品川 (笑)。あの頃のIWGPって、原作も面白いし、ドラマの中身もキャストもすごく面白かったんだけど、何が凄かったかって、みんな若かったんだよね。原作の石田衣良さんも若いし、ドラマ脚本の宮藤官九郎さんも若い、出ているキャストもみんな若くて、この作品で何かを逆転してやろうっていう熱みたいなものがあったんですよ。当時の話を聞くと、堤幸彦監督とクドカンさんが「ここをこうしたい」「いやそれはちょっと違う」ってやりあったりとか、窪塚洋介くんがセリフをガラッと変えちゃったりとかがあったそうなんです。監督も、脚本も、役者も、それぞれにドラマがあってIWGPに向かっていったんですよ。今回の舞台もそうだと思うんですよね。ギスギスしても、本番が良ければそれでいいじゃないですか。俺と役者がケンカになってもいいと思う。楽しくはやろうと思うけどね。“あの時ギスギスしてたけど、あの舞台良かったよね”ってなるのがゴール。猪野くんにも、途中ケンカしたっていいんだよ、って言ったしね。

 

――その食らいつく感じが、情熱として表に出てくる感じですね。
品川 なかなか無いですよね。ギスギスをよしとすることって(笑)。もちろん、帳尻合わせてうまく収めてくれるような大人な人だって必要。大地(洋輔)さんが、なんかちょっとミスったりしてくれると、あぁ助かった~って思うもん(笑)。現場に笑いが生まれて、ホッとさせてくれる人も必要だし、横山礼一郎役の久保田秀敏くんみたいに、大人なところで俯瞰で見ていてくれる人もね。そういう存在は、演出家サイドもホッとする。僕が熱くなりすぎたときに「休憩入れましょ」って言ってくれたりね。でも、そこを意識しすぎず、バンバンぶつかってもらいたいです。

 

――最後に、本作を楽しみにしている方に、見どころとメッセージをお願いします!
猪野 (見どころは)ケンカシーンですかね(笑)

品川 そう言っちゃうといろいろアレだから、エネルギーくらいで(笑)

猪野 (笑)。半分ドキュメンタリーくらいのところまで持っていきたいですね。それくらいリアリティがあって、それぞれの役者が上を目指してやっていく。そういう部分が見えてくれば“勝ち”だと思います。役に入るというか役に“乗って”いけたら、勝てるはず。
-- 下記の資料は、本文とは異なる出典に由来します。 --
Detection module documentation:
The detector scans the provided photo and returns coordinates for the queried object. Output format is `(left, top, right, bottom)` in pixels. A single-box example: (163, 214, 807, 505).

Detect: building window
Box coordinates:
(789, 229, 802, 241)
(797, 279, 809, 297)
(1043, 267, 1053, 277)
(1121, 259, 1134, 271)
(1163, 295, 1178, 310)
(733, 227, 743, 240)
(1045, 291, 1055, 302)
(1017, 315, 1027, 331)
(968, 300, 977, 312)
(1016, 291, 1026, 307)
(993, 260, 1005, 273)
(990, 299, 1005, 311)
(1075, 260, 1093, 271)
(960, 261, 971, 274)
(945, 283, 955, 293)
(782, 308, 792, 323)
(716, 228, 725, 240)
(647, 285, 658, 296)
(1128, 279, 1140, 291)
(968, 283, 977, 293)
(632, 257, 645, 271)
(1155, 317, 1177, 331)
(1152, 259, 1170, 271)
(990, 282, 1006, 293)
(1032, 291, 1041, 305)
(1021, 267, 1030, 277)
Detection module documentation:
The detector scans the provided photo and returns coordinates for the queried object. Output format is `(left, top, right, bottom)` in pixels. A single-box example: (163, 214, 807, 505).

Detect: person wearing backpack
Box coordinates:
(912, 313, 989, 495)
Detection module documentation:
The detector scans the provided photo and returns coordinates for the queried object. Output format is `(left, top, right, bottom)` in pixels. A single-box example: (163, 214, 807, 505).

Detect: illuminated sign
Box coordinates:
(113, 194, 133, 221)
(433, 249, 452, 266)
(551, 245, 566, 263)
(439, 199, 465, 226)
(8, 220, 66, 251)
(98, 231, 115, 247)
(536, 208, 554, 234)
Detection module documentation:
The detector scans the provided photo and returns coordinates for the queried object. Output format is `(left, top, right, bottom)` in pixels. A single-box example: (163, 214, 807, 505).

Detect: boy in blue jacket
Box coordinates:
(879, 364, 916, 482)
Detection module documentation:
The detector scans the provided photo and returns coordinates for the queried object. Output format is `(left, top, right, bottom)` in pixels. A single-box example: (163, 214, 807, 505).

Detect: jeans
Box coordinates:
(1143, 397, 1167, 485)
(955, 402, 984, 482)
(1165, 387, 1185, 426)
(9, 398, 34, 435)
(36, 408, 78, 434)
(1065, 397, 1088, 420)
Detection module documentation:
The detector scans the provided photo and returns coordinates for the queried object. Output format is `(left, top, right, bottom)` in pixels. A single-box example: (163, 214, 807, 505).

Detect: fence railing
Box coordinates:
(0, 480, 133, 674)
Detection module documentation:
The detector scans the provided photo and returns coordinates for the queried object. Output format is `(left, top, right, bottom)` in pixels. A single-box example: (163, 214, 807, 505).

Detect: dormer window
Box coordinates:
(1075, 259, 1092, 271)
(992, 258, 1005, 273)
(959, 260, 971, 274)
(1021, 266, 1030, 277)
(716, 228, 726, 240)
品川 僕、毎回マコトの長台詞でジーンとくるんですよね。多分、猪野くんがこの舞台で背負っているものを毎稽古、ぶつけてくれるんで。だから、毎回刺さるんですよ。猪野くんが本気でやるから、周りでそのセリフを言われた子たちにも刺さっている部分があると思う。僕らに刺さったものは、きっとお客さんにも刺さるはず。猪野くんをはじめ、みんながこの舞台に懸けているものがお客さんに刺されば、大成功だと思います。